ERIC-PCR is a cost-effective, easy to perform, and fast method that can be used to compare generated clusters.34 ERIC-PCR was made against PR-CRKP strains, and we found that the 12 strains were divided into four types; 66.7% of the isolates showed the same ERIC profile, which indicated the possibility of clonal transmission between strains. This phenomenon reminded us that we must pay more attention to the transmission of PR-CRKP strains between patients.

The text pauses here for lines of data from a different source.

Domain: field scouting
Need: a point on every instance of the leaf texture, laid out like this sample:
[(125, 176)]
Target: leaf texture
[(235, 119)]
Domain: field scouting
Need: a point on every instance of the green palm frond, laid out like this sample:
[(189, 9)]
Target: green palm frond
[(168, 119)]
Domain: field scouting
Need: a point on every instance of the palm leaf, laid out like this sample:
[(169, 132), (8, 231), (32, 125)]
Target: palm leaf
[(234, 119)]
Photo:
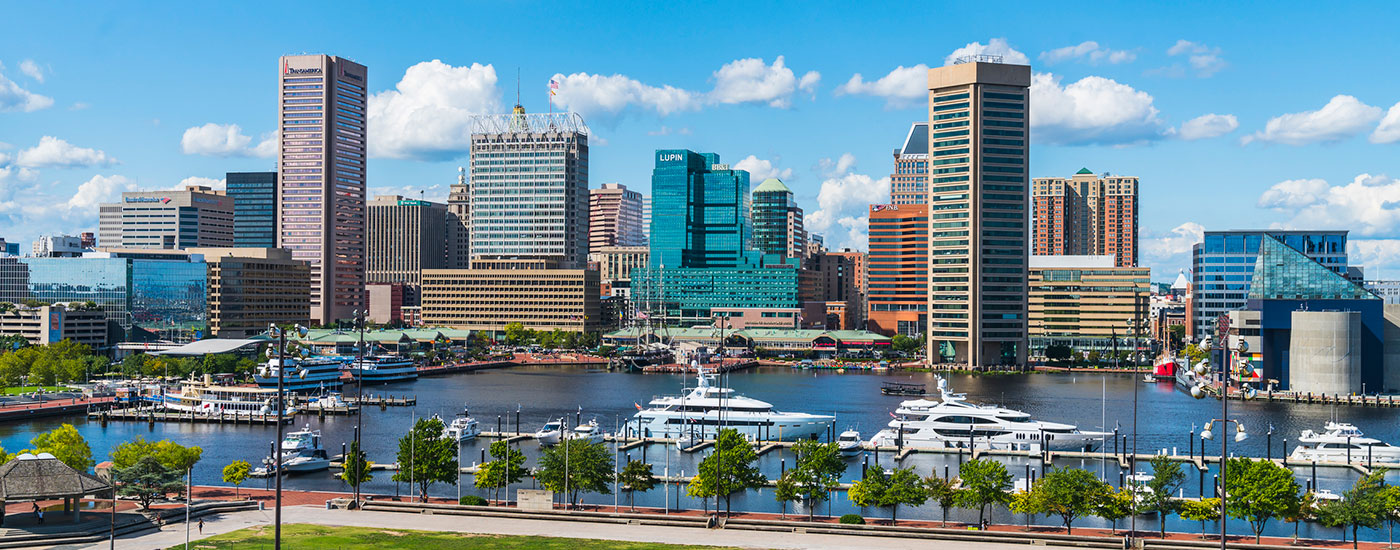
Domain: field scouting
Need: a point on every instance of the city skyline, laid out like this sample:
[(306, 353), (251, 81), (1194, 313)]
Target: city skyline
[(1266, 149)]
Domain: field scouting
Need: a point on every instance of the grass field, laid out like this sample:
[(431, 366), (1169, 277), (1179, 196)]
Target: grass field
[(298, 536)]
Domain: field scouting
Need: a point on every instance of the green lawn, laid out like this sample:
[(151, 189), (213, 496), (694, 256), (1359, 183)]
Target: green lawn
[(298, 536)]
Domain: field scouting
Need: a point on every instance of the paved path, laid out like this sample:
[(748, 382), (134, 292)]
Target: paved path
[(174, 535)]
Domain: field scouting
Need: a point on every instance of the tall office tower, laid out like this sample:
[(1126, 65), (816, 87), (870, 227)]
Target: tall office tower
[(195, 216), (405, 238), (255, 207), (1222, 268), (702, 255), (777, 221), (459, 223), (979, 216), (615, 217), (898, 273), (909, 184), (321, 177), (1087, 216), (529, 188)]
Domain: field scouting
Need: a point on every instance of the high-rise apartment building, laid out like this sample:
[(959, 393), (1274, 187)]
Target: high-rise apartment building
[(321, 177), (255, 207), (1087, 216), (195, 216), (459, 223), (979, 216), (529, 188), (898, 270), (406, 237), (615, 217), (909, 184), (777, 220)]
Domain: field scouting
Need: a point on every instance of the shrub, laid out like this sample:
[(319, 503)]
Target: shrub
[(472, 501)]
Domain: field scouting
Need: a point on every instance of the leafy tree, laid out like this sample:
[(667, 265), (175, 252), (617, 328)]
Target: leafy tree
[(1204, 510), (1166, 477), (507, 466), (426, 456), (1068, 493), (1362, 505), (634, 477), (147, 480), (237, 473), (984, 483), (1257, 491), (573, 468), (65, 444), (731, 468)]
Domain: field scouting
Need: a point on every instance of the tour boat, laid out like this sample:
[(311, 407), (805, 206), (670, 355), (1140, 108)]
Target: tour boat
[(704, 409), (1343, 442), (382, 370), (954, 423)]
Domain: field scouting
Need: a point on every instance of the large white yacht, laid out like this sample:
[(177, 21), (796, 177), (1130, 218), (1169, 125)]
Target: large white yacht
[(702, 410), (954, 423), (1337, 441)]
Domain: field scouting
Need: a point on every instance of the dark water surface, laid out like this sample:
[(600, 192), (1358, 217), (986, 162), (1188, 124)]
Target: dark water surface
[(1165, 417)]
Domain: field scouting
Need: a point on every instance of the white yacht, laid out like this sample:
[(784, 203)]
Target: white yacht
[(706, 407), (954, 423), (1337, 441)]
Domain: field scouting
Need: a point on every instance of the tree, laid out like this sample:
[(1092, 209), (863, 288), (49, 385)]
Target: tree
[(573, 468), (147, 480), (731, 468), (237, 473), (1204, 510), (1068, 493), (1257, 491), (1362, 505), (1166, 477), (634, 477), (506, 468), (984, 483), (426, 456), (354, 466), (65, 444), (942, 491)]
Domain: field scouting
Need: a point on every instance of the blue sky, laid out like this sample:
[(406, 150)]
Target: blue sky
[(1234, 115)]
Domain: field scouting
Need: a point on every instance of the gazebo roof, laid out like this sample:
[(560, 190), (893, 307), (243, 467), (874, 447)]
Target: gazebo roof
[(44, 476)]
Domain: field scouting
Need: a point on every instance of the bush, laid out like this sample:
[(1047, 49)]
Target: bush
[(472, 501)]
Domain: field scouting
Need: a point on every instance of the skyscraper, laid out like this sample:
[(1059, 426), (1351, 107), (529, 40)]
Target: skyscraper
[(321, 177), (979, 216), (615, 217), (1087, 216), (777, 220), (255, 207), (529, 188), (909, 184)]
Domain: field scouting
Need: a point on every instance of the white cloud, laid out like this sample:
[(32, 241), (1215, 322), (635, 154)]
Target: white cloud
[(1203, 59), (1369, 205), (762, 168), (1094, 109), (1088, 51), (753, 81), (996, 46), (429, 112), (55, 153), (1389, 128), (1207, 126), (902, 87), (843, 205), (32, 70), (1341, 118)]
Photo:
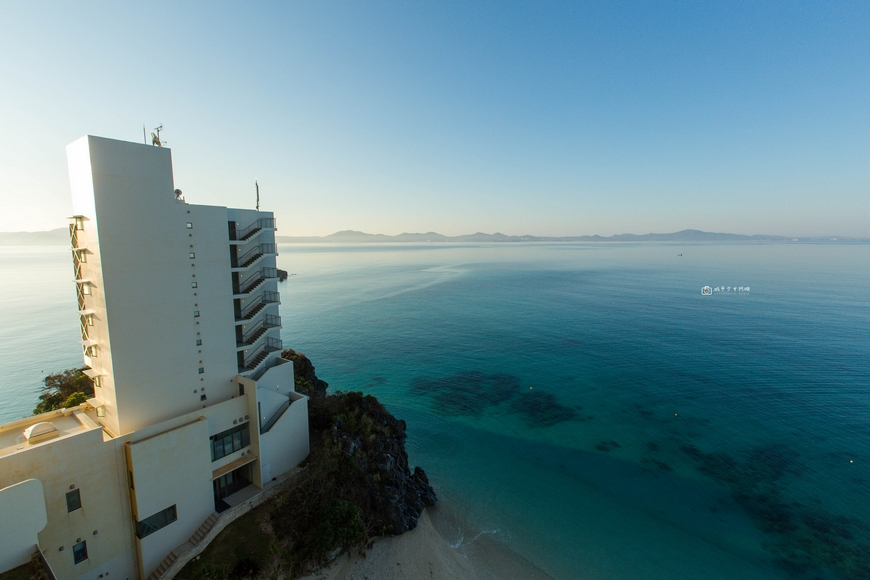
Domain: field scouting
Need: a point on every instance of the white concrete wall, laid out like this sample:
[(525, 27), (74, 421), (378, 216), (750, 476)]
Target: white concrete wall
[(286, 444), (91, 465), (24, 504), (143, 276), (172, 468)]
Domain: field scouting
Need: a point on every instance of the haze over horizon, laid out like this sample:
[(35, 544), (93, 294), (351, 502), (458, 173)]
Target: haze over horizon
[(555, 120)]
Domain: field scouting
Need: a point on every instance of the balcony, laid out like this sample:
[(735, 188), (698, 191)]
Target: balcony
[(254, 334), (254, 360), (245, 288), (251, 257), (250, 232), (257, 305)]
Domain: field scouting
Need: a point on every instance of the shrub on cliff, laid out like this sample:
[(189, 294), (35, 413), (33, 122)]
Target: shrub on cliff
[(307, 382), (63, 390), (358, 483)]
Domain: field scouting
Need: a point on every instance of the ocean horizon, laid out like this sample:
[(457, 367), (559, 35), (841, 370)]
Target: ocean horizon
[(584, 405)]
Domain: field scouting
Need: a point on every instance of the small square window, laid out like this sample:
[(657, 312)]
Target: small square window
[(80, 552), (73, 501)]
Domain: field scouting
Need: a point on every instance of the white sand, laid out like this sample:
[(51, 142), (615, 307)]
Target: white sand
[(419, 554)]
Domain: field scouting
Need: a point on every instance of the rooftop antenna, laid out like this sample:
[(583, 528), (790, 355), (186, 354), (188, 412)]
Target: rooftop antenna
[(155, 137)]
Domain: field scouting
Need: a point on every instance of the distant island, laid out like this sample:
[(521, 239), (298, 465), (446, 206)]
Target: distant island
[(60, 236), (355, 237)]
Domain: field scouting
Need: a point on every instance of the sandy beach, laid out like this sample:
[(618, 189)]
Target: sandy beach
[(420, 553), (423, 553)]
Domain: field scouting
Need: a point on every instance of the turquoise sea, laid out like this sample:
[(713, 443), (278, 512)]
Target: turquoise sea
[(581, 409)]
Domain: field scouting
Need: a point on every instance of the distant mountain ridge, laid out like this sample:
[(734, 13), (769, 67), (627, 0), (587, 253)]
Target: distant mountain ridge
[(60, 236), (356, 237)]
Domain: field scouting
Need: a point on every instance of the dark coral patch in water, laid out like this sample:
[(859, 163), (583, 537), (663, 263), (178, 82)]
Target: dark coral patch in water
[(808, 542), (607, 446), (467, 393), (471, 393), (542, 409), (660, 464)]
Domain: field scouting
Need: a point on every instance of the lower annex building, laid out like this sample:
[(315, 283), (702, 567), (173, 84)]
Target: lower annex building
[(194, 410)]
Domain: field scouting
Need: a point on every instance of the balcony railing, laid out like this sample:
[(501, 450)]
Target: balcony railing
[(254, 334), (255, 254), (252, 230), (253, 281), (255, 359), (257, 304)]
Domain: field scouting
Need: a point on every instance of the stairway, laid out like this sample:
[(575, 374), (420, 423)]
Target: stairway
[(249, 289), (203, 529), (255, 362), (254, 337), (256, 257), (173, 555), (252, 312), (250, 234)]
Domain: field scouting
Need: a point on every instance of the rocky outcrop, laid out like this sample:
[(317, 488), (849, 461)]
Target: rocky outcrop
[(306, 380), (396, 495), (358, 484)]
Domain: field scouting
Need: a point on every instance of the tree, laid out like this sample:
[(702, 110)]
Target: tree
[(65, 389)]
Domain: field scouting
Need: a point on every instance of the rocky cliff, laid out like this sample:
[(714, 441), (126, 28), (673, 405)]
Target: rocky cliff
[(358, 484)]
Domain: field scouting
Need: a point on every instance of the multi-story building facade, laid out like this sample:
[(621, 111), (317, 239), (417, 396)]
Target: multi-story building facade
[(193, 405)]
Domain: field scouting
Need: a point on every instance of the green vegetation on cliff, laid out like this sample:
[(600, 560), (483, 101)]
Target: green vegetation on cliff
[(357, 486), (63, 390)]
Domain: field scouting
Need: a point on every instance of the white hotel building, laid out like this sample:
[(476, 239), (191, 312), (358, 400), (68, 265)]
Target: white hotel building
[(194, 411)]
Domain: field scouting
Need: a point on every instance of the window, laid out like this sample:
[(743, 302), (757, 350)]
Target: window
[(73, 502), (230, 441), (156, 522), (80, 552)]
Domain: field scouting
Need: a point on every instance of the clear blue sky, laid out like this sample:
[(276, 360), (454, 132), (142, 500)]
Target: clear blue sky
[(526, 118)]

This study has several limitations. First, our study was influenced by a retrospective analysis with a relatively small number of cases, thus reducing the statistical capacity of the study. Second, because the screening and monitoring of polymyxin resistance was not a routine examination in the Fujian Medical University Union Hospital, it was largely affected by the subjective choice of doctors to examine for it, and it was not possible to accurately assess the time when polymyxin resistance appeared. Third, mcr was the only plasmid gene we studied, and unknown mechanisms of infectious polymyxin resistance may be useful for observations of this study. Whole genome sequencing was required to determine other unknown mechanisms of polymyxin resistance.

Conclusion

The CRKP isolates carrying blaKPC are still widely present in Eastern Fujian in Southeast China. The development of polymyxin resistance appears to be a complex multifactorial process that is unlikely to be explained solely by existing polymyxin resistance mechanisms. Therefore, the mechanisms of polymyxin resistance need to be further explored, and hospitals should take effective measures to prevent the further expansion of PR-CRKP.

Ethics Approval and Informed Consent

All procedures of this study involving humans (individuals, medical records, human samples, and clinical isolates) were reviewed and approved by the Medical Ethics Committee of Fujian Medical University Union Hospital (2022KY156). All the patients participating in this study signed informed consent, while the guardians of children aged less than 18 years signed on behalf of them. We confirm that this study was conducted in accordance with the Declaration of Helsinki.

Acknowledgments

The authors would like to thank those who participated in this study.

Disclosure

The authors report no conflicts of interest in this work.